Avec le déclenchement du conflit syrien en mars 2011 et l’afflux de réfugiés vers le Liban, nous avons intensifié nos efforts pour accompagner les familles syriennes à la recherche de leurs proches disparus en Syrie. Au Liban, nous poursuivons la collecte des demandes, avec 6 426 dossiers enregistrés, dont 5 545 demeurent actifs à ce jour. Parallèlement, nous menons des programmes d’accompagnement pour les familles des disparus, comprenant un suivi annuel, des séances collectives de soutien psychosocial et en santé mentale, ainsi qu’une assistance économique ciblée pour les plus vulnérables.
Les détenus et prisonniers ont toujours été les premiers bénéficiaires des services de RLF. Dès 1975, les visites auprès des détenus aux mains des milices libanaises et palestiniennes, puis, à partir de 1978, des prisonniers sous détention israélienne, ont joué un rôle crucial en leur apportant protection et dignité, tout en les reconnectant avec leurs familles. Souvent, les Messages Croix-Rouge constituaient la première preuve de vie après des mois de silence et de recherches désespérées menées par des familles éprouvées.
Entre 1982 et 2000, des millions de Messages Croix-Rouge ont été échangés entre les détenus des centres de détention israéliens d’Ansar et Khiam au Sud-Liban, et leurs familles. En plus de l’échange de nouvelles, le CICR a organisé des visites familiales, acheminé des colis destinés aux prisonniers et organisé la libération et le rapatriement de milliers de détenus.
Le rapatriement des civils libanais et des dépouilles mortelles depuis Israël a été interrompu à la suite de la fermeture de la frontière israélo-libanaise, conséquence du déclenchement du conflit entre Gaza et Israël en octobre 2023 et des opérations militaires qui s’en sont suivies dans le sud du Liban. Actuellement, nous consolidons les demandes des familles concernant les personnes portées disparues dans le sud, qu’elles soient vivantes ou décédées, afin d’assurer un suivi auprès des autorités israéliennes. Parallèlement, nous menons des évaluations des besoins en RLF dans les centres accueillant des déplacés et apportons notre aide pour gérer et évacuer les dépouilles, afin de prévenir les cas de disparitions. À la demande des autorités, nous contribuons également au transfert des registres de l’état civil des zones bombardées vers des lieux sécurisés, dans le but de protéger les documents d’identité familiale essentiels.
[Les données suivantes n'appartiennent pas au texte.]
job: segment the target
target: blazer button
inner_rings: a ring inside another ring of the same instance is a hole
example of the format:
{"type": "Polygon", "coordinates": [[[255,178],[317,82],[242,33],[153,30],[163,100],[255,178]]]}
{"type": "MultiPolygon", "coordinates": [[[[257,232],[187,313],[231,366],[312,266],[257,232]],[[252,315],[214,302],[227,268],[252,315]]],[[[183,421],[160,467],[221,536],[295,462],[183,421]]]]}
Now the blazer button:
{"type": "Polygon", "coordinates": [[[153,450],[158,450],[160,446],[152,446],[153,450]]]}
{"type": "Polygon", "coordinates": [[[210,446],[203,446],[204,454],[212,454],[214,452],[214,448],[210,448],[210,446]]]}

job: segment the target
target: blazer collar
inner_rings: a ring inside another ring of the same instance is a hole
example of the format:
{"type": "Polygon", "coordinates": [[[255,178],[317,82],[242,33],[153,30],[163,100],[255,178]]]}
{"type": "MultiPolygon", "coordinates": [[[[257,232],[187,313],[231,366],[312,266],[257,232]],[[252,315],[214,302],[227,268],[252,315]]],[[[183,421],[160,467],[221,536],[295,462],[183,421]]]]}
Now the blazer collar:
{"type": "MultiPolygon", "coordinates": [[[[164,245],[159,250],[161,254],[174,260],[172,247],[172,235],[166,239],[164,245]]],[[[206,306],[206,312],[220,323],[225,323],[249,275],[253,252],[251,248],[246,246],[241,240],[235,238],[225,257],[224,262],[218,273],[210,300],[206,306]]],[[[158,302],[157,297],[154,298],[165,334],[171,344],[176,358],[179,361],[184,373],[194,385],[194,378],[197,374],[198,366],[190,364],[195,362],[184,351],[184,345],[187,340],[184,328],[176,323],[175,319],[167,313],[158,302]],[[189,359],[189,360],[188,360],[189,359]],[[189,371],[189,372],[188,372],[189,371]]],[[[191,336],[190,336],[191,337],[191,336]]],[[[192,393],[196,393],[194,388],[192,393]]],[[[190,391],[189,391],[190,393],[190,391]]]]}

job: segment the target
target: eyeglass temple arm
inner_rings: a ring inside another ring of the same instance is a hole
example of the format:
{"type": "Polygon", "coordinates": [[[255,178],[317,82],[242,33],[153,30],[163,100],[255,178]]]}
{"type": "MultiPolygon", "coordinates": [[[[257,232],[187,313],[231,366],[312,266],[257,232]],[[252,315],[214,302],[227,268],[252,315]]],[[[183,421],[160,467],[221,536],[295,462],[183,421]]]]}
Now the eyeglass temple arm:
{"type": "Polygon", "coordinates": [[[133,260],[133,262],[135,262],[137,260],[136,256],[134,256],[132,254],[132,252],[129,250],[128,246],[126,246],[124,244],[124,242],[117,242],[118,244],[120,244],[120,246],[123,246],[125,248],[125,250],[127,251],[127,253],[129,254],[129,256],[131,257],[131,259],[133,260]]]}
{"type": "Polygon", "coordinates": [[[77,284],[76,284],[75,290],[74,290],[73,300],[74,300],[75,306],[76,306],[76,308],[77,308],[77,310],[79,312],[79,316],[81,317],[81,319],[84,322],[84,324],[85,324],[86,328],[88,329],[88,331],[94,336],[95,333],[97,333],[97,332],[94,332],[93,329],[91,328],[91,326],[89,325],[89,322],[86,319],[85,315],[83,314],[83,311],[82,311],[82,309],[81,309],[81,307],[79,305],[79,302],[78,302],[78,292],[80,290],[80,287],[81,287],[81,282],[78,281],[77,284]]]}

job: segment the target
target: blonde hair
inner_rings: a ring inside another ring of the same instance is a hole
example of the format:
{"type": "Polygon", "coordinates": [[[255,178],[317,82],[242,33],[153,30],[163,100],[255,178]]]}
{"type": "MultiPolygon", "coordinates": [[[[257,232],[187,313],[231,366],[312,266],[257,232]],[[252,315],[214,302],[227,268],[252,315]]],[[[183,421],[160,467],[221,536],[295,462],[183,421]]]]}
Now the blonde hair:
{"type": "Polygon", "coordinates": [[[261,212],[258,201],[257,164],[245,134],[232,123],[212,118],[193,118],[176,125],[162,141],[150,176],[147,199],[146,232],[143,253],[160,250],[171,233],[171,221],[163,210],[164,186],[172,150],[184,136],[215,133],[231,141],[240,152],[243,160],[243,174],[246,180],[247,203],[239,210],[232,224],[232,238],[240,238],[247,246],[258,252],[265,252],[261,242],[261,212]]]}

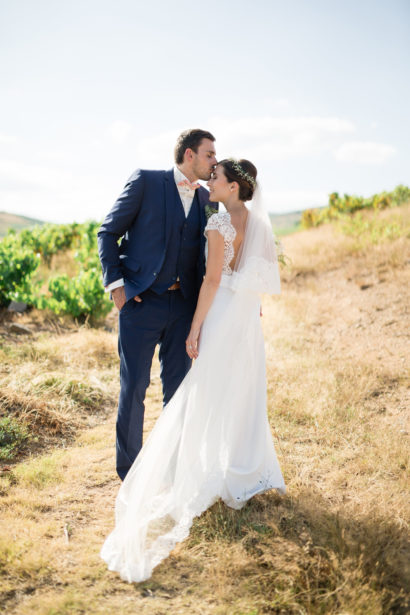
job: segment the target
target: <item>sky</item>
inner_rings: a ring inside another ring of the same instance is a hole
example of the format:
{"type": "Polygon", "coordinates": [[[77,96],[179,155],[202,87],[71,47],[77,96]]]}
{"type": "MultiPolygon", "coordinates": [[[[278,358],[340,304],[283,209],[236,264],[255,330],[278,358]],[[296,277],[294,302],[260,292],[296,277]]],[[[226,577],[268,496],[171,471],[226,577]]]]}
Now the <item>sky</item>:
{"type": "Polygon", "coordinates": [[[186,128],[276,213],[410,184],[410,0],[0,0],[0,211],[102,219],[186,128]]]}

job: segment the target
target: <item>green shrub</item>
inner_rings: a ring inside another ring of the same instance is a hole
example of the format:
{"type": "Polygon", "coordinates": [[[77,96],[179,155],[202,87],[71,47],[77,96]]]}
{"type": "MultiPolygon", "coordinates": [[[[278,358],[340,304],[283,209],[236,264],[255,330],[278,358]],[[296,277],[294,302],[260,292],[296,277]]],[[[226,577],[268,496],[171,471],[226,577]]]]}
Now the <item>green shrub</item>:
{"type": "Polygon", "coordinates": [[[0,418],[0,460],[13,459],[28,437],[25,425],[10,417],[0,418]]]}
{"type": "Polygon", "coordinates": [[[56,314],[98,319],[106,316],[112,308],[102,285],[101,274],[96,268],[81,271],[74,278],[66,274],[56,276],[50,280],[48,290],[50,296],[39,297],[36,307],[50,309],[56,314]]]}
{"type": "Polygon", "coordinates": [[[32,274],[38,264],[39,257],[23,247],[15,235],[7,235],[0,242],[0,306],[12,300],[30,300],[32,274]]]}
{"type": "Polygon", "coordinates": [[[81,237],[81,224],[44,224],[24,229],[18,238],[22,245],[39,254],[43,261],[50,263],[57,252],[73,247],[81,237]]]}
{"type": "Polygon", "coordinates": [[[312,228],[320,224],[320,209],[305,209],[302,212],[300,224],[302,228],[312,228]]]}

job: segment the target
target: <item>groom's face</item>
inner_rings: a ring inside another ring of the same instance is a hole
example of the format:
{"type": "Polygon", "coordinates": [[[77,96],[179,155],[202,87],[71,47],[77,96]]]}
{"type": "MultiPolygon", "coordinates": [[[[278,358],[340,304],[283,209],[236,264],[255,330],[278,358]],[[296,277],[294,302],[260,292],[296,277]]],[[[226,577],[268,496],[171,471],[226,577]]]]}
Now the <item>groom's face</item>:
{"type": "Polygon", "coordinates": [[[202,139],[198,151],[192,152],[192,171],[198,179],[208,180],[216,165],[215,145],[210,139],[202,139]]]}

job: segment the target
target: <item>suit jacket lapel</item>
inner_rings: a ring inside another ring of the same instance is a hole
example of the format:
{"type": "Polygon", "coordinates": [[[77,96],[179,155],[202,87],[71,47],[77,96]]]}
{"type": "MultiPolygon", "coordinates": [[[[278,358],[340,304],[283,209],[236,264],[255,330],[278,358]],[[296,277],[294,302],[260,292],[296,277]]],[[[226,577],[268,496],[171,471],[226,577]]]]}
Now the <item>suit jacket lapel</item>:
{"type": "MultiPolygon", "coordinates": [[[[172,224],[174,222],[175,204],[178,191],[175,186],[174,170],[165,171],[165,199],[164,199],[164,214],[165,214],[165,249],[168,247],[169,238],[171,235],[172,224]]],[[[181,203],[182,207],[182,203],[181,203]]]]}
{"type": "Polygon", "coordinates": [[[198,188],[198,201],[199,201],[199,216],[200,216],[200,227],[201,227],[201,254],[204,254],[205,250],[205,235],[204,230],[206,227],[206,211],[205,207],[209,202],[209,192],[208,190],[202,190],[198,188]]]}
{"type": "Polygon", "coordinates": [[[200,215],[200,219],[201,219],[201,229],[204,230],[205,226],[206,226],[206,213],[205,213],[205,206],[208,203],[208,191],[204,191],[201,190],[201,188],[198,188],[197,190],[198,193],[198,199],[199,199],[199,215],[200,215]]]}

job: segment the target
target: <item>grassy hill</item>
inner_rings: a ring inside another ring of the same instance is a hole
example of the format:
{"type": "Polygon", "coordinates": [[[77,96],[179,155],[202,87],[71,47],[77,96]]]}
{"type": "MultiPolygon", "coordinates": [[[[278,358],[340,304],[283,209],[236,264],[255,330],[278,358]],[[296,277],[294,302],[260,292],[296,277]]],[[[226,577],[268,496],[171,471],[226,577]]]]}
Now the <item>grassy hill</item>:
{"type": "MultiPolygon", "coordinates": [[[[0,468],[5,612],[408,612],[409,229],[407,205],[284,238],[290,265],[281,296],[263,299],[262,325],[287,494],[240,511],[217,502],[137,585],[98,555],[119,487],[116,314],[89,328],[4,313],[0,415],[27,428],[0,468]],[[13,320],[31,336],[13,333],[13,320]]],[[[156,357],[144,437],[161,410],[156,357]]]]}
{"type": "Polygon", "coordinates": [[[36,220],[35,218],[28,218],[27,216],[18,216],[17,214],[9,214],[6,211],[0,211],[0,237],[4,237],[10,228],[21,231],[23,228],[36,224],[44,224],[44,222],[42,220],[36,220]]]}
{"type": "Polygon", "coordinates": [[[302,214],[302,211],[291,211],[285,214],[270,213],[269,216],[275,235],[281,237],[297,231],[300,228],[302,214]]]}

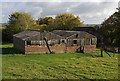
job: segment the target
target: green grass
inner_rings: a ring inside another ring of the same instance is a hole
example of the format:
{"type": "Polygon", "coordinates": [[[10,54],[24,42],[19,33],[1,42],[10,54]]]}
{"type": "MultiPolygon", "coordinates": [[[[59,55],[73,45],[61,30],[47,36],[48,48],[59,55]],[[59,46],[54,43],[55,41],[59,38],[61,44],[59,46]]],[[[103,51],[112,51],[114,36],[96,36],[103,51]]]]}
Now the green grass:
{"type": "Polygon", "coordinates": [[[105,53],[104,57],[91,56],[100,55],[97,53],[23,55],[12,44],[4,44],[2,48],[3,79],[118,79],[118,54],[115,57],[105,53]]]}

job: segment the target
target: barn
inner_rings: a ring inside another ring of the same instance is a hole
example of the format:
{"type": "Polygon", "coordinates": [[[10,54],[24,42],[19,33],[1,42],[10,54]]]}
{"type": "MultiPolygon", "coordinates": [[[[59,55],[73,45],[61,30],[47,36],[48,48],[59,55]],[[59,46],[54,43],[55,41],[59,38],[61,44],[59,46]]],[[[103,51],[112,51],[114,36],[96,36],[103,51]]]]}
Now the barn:
{"type": "Polygon", "coordinates": [[[13,43],[25,54],[95,52],[97,37],[86,31],[27,30],[13,35],[13,43]]]}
Comment les besoins en matière de protection et de rétablissement des liens familiaux ont-ils évolué ces dernières années au Liban ?
À une époque où ni la téléphonie mobile ni Internet n’existaient, où les routes étaient coupées et les régions isolées les unes des autres, où le service postal était hors service et l’aéroport de Beyrouth fermé, le CICR était la seule organisation humanitaire capable d’accéder à toutes les régions du Liban. Les collègues du terrain franchissaient les lignes de front pour transmettre des nouvelles et apporter du réconfort aux familles.
Aujourd’hui, les frontières géographiques ou militaires ne représentent plus un obstacle insurmontable pour le RLF. Des outils modernes comme le site Family Links, les hubs transrégionaux impliquant le CICR et les Sociétés Nationales, le projet Trace the Face, ainsi que les innovations telles que les Trolley-Chat-Box et d’autres moyens de communication adaptés et diversifiés, ont rendu les services RLF plus rapides, ciblés et efficaces. Ce progrès est renforcé par le réseau RLF national et international de la Croix-Rouge libanaise en pleine expansion, qui développe continuellement des compétences en écoute et en accompagnement.
Si les besoins en RLF restent considérables, l’accès direct aux téléphones mobiles et aux réseaux sociaux a réduit la nécessité d’un intermédiaire pour reconnecter des familles séparées par des frontières ou des hostilités. Nous avons également constaté une diminution de l’utilisation des Messages Croix-Rouge dans certains lieux de détention où les détenus ont désormais accès à des cartes téléphoniques pour communiquer directement avec leurs proches. Par ailleurs, comme dans de nombreux pays où le CICR visite des prisons, le système d’appels vidéo a été introduit, et il est actuellement déployé dans deux prisons au Liban. Une avancée qui aurait été impensable il y a quelques années seulement. Aujourd’hui, l’accès aux personnes touchées par les conflits ou les crises ne se fait plus à dos d’âne ou à vélo, mais s’appuie sur des outils modernes et un réseau RLF en expansion, doté de compétences renforcées et mieux préparé pour relever les défis actuels.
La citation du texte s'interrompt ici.